Data Engineering-Specific Tools
hdfs dfs - Manages Hadoop Distributed File System (HDFS). Example: hdfs dfs -ls /
lists HDFS contents.
spark-submit - Submits Spark jobs. Example: spark-submit app.py runs a PySpark
application.
sqoop - Transfers data between Hadoop and relational databases.
kafka-console-producer
- Publishes messages to a Kafka topic.
kafka-console-consumer
- Reads messages from a Kafka topic.
flume-ng - Configures Flume agents to ingest data streams.
Process Management
ps - Displays current running processes. Example: ps aux shows all processes
with details.
top - Displays real-time system resource usage and running processes.
htop - An interactive process viewer (similar to top).
kill - Terminates a process by its PID. Example: kill 1234 kills the process with
PID 1234.
bg - Resumes a suspended job in the background.
fg - Resumes a job in the foreground.
Version Control (Git)
git init - Initializes a new Git repository.
git clone - Clones an existing repository. Example: git clone <repo_url>.

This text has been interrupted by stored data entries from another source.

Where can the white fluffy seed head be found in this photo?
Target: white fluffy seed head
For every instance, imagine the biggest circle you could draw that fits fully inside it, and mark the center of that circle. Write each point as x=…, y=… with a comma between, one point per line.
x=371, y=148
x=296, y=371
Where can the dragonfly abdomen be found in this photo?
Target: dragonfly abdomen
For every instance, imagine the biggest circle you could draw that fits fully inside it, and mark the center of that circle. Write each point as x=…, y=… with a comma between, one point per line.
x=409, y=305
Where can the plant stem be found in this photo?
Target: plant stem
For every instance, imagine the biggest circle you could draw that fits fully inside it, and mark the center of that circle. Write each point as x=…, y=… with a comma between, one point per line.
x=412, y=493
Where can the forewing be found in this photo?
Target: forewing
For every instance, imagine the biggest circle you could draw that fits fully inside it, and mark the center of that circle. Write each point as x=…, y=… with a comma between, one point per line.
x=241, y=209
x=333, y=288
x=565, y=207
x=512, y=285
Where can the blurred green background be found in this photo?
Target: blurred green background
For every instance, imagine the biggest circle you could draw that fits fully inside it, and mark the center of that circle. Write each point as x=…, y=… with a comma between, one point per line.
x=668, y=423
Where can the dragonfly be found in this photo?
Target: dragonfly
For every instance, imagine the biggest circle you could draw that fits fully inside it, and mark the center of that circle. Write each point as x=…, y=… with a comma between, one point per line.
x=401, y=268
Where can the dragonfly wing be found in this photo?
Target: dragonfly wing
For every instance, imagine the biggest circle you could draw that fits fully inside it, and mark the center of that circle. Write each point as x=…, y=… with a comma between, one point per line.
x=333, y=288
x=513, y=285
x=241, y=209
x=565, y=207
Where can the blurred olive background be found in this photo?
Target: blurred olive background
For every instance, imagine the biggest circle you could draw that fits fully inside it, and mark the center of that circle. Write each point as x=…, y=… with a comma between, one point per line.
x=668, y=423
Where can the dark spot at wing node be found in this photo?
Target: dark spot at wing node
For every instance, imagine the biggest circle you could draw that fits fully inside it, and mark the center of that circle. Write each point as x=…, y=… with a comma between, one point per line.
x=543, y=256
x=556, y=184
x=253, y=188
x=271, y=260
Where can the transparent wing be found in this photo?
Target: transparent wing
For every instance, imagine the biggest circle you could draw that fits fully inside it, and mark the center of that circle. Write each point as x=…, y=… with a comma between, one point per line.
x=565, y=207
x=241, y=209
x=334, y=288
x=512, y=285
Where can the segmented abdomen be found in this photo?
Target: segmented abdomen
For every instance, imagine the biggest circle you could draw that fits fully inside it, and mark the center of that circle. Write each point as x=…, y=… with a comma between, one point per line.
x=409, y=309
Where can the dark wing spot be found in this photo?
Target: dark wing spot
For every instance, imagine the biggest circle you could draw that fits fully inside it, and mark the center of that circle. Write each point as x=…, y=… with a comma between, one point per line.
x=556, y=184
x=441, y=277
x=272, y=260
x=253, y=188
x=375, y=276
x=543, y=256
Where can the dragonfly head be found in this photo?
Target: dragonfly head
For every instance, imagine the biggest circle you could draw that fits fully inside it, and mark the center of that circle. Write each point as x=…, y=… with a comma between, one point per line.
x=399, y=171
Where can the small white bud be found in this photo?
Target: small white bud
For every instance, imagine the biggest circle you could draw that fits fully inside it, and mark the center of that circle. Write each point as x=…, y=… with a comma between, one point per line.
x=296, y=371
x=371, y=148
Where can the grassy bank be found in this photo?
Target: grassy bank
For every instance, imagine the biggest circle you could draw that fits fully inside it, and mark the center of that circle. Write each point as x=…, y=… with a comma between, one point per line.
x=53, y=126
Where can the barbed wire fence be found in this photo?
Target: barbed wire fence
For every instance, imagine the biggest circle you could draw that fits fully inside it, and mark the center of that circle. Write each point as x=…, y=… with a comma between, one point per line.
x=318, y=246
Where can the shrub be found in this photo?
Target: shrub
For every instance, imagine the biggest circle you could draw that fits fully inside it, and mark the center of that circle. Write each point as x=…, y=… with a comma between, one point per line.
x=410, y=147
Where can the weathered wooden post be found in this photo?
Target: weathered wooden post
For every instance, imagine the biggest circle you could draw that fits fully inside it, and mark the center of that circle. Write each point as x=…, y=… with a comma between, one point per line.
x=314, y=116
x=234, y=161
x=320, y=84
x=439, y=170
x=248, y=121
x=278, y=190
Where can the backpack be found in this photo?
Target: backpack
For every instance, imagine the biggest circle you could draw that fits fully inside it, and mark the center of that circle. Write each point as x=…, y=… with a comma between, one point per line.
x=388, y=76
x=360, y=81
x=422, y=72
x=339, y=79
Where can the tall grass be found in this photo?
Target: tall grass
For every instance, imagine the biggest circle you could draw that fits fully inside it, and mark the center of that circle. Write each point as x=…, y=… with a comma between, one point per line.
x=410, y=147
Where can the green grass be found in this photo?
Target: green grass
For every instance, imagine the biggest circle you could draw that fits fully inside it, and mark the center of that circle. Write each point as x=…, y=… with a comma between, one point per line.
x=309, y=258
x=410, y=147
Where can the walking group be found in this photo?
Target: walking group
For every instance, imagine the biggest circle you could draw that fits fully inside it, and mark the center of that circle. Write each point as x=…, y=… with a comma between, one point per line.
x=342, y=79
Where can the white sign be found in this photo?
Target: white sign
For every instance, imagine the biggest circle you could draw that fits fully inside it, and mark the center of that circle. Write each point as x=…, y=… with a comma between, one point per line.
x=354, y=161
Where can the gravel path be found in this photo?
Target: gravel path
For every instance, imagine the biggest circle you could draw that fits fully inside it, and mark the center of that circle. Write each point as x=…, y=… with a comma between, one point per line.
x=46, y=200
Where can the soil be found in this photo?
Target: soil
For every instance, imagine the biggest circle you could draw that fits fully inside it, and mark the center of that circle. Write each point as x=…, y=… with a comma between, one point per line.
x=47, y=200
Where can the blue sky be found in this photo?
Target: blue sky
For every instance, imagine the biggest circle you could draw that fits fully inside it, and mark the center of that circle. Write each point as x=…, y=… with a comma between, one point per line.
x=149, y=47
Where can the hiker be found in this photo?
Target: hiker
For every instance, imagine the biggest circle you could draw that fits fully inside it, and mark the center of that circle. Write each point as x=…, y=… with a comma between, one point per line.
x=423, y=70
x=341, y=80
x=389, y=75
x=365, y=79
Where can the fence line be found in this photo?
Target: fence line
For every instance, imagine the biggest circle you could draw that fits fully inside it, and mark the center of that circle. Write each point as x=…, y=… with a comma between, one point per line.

git add - Stages changes for commit. Example: git add file.txt.
git commit - Commits staged changes. Example: git commit -m 'message'.
git push - Pushes changes to a remote repository. Example: git push origin main.
git pull - Fetches and merges changes from a remote repository.
System Monitoring and Disk Usage
df - Displays disk space usage. Example: df -h shows human-readable disk
usage.
du - Shows directory size. Example: du -sh /home gives the size of /home.
free - Displays memory usage. Example: free -h shows human-readable memory
usage.
uptime - Shows how long the system has been running.
Archive and Compression
tar - Archives files. Example: tar -cvf archive.tar file.txt creates an archive.
gzip - Compresses files. Example: gzip file.txt compresses 'file.txt'.
gunzip - Decompresses files. Example: gunzip file.txt.gz decompresses 'file.txt.gz'.
Development Utilities
vim - Edits text files in the terminal. Example: vim file.txt opens 'file.txt' for editing.
nano - A simple text editor. Example: nano file.txt opens 'file.txt' for editing.
ssh - Connects to remote servers securely. Example: ssh user@host.
screen - Allows detached terminal sessions. Example: screen starts a session.